De l’une et l’autre, la voix porte, tantôt tonnante et puissante, tantôt chantante ou chuchotante, pour clamer la fureur de vivre de celui qui ne cessera de « remuer le passé, mettre au jour ses plaies, purulentes, pour les cautériser avec le fer rouge de la mémoire ». Une mission salutaire, L’écriture ou la vie, à laquelle se résout Jorge Semprun (1923-2011), matricule 44904, après de longues années de silence sur son expérience mortifère. « Le XXème siècle fut certainement l’un des siècles les plus violents de l’histoire », commente Jean-Baptiste Sastre, le bouillonnant metteur en scène. Celui qui promène son imaginaire explosif des communautés Emmaüs à la Cour d’honneur du Palais des papes d’Avignon, des enfants de Naplouse aux détenus de la prison de Toulon ne pouvait à son tour se taire plus longtemps, à la vue de ce mal au monde qui survit à Auschwitz… Avec ce travail de création sur l’œuvre de Semprun, il tente de répondre à l’interrogation portée par l’auteur en personne : comment raconter une vérité peu crédible, comment susciter l’imagination de l’inimaginable ? « En travaillant la réalité, avec un peu d’artifice ! ».

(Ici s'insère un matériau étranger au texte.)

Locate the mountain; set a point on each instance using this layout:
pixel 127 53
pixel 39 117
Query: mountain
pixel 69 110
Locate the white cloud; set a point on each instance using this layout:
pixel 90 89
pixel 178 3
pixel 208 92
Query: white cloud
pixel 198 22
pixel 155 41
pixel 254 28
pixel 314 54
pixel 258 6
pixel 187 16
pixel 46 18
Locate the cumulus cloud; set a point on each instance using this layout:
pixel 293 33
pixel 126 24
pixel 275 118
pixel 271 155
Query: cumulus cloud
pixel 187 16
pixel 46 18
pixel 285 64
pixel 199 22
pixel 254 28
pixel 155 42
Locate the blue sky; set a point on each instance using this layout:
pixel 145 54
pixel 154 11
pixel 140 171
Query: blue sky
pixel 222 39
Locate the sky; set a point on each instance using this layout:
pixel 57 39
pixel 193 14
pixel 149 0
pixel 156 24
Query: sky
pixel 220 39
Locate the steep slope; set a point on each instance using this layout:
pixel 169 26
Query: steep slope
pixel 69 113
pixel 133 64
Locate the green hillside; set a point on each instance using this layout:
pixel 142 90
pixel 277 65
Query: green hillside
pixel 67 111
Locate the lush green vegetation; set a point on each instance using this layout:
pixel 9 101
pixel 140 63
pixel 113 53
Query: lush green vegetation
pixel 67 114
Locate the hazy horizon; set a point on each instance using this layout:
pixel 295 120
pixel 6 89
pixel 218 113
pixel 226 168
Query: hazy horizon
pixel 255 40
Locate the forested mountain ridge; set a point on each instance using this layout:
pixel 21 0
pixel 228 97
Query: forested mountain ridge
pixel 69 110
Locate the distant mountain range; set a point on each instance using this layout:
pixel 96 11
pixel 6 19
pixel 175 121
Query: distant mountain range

Jean-Baptiste Sastre et Hiam Abbass en sont convaincus : à l’heure où les survivants glissent dans le silence de l’Histoire, « si parler est impossible, se taire est interdit ! ». D’où ce devoir de mémoire qu’ils font leur, quand le fascisme prend couleur de la haine raciale, du fanatisme, de la purification ethnique et des nationalismes exacerbés. Futilité ou espoir ? Sur le décorum cartonné du final, planant au-dessus d’une large ligne colorée rouge-sang, le vol noir des corbeaux a cédé la place à l’aile blanche d’une colombe. Yonnel Liégeois

L’écriture ou la vie, de Jorge Semprun : avec Caroline Vicquenault, Geza Rohrig, Hiam Abbas et Jean-Baptiste Sastre également co-metteurs en scène. Jusqu’au 26/07, à 11h00 (relâche les 13 et 20/07). Théâtre des Halles, 22 rue du Roi René, 84000 Avignon (Tél. : 04.32.76.24.51).

De Châteauvallon à Toulon

De la production de L’écriture ou la vie par le théâtre Liberté de Toulon à l’explosion de son Festival d’été qui s’ébroue au grand air sur la pinède de Châteauvallon jusqu’au 26/07, la scène nationale du Var au double visage fourmille de créations et de projets. Pour les petits et grands, de la danse du Nederlands Dans Theater aux dialogues musicaux des fantasques Fromager-Laloux, De l’Opéra national du Rhin avec On achève bien les chevaux à l’Opéra de Toulon avec le Mozart-Requiem de Bartabas… Charles Berling, le directeur des lieux, metteur en scène et comédien, n’en démord pas, il veut encore croire que le bonheur est contagieux ! L’interprète de Léon Blum, une vie héroïque a inscrit à l’éphéméride de la prochaine saison, de mars à mai 2024, un temps fort sur la thématique « Oh ! Travail… ». Souffrance, labeur ou émancipation : que pouvons-nous espérer aujourd’hui du travail ? Une question, parmi d’autres, qui surgira d’un spectacle à l’autre, en salle ou en plein air, sur les scènes du Châteauvallon-Liberté.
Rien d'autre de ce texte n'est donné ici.